Sgt. Bowe Bergdahl was captured by the Taliban in 2009 and held until last summer. He faces life in prison for desertion and misbehavior before the enemy. Reuters/via Reuters TV

A leading veterans advocacy group said U.S. Army Sgt. Bowe Bergdahl should be “punished accordingly” if found guilty of charges of desertion and misbehavior before the enemy. The desertion charge carries a maximum sentence of five years, while the misbehavior charge carries a maximum sentence of life in prison.

Bergdahl left a U.S. Army forward operating base in Afghanistan in 2009 after he developed concerns about America’s military actions in the Middle East. He was captured by the Taliban shortly thereafter and held prisoner by members of the Haqqani militant group until last May, when the U.S. government agreed to free five Taliban commanders held at Guantanamo Bay in Cuba in exchange for his release.

“From the beginning, the American Legion has expressed its strong concerns about negotiating deals with terrorists. While we do not believe in leaving any U.S. military personnel behind, we also don’t want to recklessly endanger Americans by creating incentives for future kidnappings and other terrorist acts,” said American Legion National Commander Michael D. Helm in a press release.

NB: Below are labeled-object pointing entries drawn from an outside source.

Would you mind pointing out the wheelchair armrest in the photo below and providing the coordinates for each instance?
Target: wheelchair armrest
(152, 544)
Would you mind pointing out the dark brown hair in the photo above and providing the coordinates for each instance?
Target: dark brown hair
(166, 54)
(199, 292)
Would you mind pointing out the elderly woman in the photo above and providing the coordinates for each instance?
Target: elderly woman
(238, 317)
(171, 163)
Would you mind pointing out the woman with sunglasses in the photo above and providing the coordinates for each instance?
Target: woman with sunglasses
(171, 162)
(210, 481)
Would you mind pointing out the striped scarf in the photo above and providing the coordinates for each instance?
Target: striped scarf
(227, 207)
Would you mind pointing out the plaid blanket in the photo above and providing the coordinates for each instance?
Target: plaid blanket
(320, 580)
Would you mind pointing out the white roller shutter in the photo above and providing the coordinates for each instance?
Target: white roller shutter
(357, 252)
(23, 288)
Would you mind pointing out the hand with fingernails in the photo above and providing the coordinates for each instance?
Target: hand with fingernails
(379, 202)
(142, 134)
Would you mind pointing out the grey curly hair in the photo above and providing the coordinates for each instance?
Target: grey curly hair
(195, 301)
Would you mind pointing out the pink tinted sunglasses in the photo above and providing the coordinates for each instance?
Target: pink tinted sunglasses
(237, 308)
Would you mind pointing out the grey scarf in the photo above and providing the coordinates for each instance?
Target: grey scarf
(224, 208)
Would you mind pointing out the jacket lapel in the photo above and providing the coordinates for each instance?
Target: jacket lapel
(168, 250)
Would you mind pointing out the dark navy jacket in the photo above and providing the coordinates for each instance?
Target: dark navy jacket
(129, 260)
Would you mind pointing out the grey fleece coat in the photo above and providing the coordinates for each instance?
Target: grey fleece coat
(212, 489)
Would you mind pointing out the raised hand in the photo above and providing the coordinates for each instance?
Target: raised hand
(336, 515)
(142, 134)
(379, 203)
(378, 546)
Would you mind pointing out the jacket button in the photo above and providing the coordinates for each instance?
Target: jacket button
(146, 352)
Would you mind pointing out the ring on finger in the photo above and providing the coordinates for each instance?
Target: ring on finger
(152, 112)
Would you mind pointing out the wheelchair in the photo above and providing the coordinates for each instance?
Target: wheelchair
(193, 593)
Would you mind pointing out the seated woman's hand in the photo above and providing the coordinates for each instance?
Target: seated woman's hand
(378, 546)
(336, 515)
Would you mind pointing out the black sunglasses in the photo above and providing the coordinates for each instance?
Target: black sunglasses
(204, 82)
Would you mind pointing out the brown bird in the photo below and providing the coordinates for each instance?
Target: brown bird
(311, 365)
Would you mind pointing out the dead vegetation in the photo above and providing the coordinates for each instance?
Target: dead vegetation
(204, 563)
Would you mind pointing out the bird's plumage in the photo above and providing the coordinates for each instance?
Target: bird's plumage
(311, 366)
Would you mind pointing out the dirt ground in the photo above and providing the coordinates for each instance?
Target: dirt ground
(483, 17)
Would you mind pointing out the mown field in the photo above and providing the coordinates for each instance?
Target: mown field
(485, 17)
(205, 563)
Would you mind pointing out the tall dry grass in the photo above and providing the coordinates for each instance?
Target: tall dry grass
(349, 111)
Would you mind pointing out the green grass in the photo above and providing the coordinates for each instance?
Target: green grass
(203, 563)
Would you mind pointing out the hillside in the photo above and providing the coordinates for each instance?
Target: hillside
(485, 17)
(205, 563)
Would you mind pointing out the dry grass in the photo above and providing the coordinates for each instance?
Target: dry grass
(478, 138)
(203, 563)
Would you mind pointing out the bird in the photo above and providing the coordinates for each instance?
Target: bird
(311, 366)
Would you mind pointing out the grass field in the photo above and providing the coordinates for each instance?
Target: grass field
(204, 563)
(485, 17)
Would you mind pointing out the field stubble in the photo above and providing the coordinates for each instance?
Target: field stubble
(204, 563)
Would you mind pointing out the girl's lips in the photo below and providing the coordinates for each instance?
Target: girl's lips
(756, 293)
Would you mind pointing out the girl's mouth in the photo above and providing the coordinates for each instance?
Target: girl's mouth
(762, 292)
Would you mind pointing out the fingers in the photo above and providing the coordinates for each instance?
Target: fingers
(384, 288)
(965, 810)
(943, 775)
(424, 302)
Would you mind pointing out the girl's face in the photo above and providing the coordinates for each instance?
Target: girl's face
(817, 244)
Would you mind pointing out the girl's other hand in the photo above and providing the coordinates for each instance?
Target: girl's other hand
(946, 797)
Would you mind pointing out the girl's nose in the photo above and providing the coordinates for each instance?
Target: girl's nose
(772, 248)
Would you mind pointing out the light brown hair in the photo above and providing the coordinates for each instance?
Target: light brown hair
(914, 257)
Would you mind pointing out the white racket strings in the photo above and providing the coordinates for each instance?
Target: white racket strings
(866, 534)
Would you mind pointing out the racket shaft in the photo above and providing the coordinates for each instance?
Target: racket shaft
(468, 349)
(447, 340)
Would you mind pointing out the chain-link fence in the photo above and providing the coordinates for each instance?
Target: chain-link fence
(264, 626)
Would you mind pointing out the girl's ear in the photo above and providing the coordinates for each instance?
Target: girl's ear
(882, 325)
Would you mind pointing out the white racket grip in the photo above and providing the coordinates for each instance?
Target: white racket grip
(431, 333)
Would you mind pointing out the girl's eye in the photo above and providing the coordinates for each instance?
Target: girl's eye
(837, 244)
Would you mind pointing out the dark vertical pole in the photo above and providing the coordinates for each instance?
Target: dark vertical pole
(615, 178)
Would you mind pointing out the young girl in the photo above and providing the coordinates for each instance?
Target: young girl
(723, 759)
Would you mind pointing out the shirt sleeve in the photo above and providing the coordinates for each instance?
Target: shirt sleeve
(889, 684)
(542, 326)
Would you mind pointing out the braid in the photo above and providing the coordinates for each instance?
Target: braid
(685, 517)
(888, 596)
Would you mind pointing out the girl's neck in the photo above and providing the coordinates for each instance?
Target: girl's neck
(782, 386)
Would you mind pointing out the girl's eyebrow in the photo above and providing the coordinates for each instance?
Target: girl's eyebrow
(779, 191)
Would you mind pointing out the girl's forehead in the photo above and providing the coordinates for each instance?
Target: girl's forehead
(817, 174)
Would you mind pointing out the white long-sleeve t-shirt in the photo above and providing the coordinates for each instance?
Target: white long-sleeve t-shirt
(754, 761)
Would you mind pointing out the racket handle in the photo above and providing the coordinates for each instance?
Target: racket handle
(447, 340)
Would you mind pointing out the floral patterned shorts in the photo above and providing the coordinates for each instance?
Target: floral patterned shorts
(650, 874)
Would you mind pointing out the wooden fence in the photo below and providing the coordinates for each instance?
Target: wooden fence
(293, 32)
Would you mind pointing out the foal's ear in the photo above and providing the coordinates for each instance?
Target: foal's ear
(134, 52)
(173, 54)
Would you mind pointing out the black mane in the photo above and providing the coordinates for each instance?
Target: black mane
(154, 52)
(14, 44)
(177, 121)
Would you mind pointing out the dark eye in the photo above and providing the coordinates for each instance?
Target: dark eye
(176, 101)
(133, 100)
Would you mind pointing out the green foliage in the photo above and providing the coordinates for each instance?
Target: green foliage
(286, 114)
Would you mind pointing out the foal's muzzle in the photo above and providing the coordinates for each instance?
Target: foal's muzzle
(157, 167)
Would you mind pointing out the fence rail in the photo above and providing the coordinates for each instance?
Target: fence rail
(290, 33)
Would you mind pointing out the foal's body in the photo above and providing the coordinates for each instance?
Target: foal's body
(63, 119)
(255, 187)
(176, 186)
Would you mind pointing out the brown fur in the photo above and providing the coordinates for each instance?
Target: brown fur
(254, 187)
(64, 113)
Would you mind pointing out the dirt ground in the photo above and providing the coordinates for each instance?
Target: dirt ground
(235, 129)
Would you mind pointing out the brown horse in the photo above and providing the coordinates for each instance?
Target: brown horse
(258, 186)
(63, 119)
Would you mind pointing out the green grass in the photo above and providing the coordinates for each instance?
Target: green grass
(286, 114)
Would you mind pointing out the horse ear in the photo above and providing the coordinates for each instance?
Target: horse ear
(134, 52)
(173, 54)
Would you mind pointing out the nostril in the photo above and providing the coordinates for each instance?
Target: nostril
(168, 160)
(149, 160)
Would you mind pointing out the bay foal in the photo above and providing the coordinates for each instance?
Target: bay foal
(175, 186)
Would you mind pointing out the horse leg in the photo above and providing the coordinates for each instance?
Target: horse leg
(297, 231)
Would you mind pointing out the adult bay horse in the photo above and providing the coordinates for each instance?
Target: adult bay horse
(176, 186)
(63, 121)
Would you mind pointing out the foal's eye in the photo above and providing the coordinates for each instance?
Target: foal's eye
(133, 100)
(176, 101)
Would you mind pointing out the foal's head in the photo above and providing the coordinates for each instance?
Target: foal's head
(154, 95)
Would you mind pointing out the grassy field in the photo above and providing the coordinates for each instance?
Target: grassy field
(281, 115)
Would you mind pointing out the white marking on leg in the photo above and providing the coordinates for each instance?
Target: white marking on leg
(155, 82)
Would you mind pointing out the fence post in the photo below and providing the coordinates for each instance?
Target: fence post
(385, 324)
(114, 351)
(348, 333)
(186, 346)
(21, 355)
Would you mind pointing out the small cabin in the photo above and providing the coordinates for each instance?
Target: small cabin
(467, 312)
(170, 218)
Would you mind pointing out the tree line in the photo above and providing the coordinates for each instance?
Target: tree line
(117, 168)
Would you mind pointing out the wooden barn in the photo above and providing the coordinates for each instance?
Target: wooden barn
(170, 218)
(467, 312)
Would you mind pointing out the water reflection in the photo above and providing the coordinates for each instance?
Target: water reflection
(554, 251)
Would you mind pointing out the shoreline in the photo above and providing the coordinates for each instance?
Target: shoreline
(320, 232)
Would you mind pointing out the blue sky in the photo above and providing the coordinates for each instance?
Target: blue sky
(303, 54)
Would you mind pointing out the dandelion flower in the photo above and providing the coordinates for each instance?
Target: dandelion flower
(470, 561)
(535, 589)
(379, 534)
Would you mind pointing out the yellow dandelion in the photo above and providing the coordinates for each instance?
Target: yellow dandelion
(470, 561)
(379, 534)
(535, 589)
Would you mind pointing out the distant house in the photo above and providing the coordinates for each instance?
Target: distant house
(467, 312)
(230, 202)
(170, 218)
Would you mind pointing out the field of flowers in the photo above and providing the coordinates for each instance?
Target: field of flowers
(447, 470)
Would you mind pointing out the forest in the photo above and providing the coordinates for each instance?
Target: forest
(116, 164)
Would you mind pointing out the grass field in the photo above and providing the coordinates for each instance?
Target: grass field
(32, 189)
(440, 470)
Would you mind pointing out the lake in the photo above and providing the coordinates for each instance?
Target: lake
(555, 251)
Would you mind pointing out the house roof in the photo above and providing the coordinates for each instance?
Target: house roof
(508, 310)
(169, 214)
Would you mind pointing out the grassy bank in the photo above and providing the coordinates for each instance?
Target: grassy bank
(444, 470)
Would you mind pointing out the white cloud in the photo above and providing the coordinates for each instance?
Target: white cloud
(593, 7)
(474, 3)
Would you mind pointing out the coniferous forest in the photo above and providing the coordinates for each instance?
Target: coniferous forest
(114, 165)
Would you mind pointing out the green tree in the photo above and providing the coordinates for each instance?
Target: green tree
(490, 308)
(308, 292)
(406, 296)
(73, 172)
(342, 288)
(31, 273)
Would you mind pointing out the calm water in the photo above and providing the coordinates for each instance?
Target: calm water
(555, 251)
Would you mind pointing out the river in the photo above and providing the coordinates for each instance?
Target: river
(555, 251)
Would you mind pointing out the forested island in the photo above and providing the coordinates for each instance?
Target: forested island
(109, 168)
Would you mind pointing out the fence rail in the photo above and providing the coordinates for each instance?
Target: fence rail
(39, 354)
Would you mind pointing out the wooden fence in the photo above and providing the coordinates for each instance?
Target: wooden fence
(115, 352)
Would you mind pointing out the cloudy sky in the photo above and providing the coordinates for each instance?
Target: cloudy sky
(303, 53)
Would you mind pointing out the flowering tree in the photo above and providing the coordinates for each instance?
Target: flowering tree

“As a U.S. citizen and soldier, Sgt. Bowe Bergdahl is entitled to due process," Helm said. "A judge or jury of his peers should decide his guilt or innocence. This is a process that the Taliban and other like-minded terrorist groups refuse to extend to anyone under their control. If Sgt. Bergdahl is found guilty, he must be punished accordingly.”

Bergdahl’s case will be subject to an Article 32 hearing at Fort Sam Houston in San Antonio, Texas, according to the Associated Press. The preliminary military court hearing will determine if the charges against Bergdahl will be dismissed, or if he will face a general or special court-martial. Bergdahl, who has worked at Fort Sam Houston in an administrative capacity since last June, also could face demotion or a dishonorable discharge.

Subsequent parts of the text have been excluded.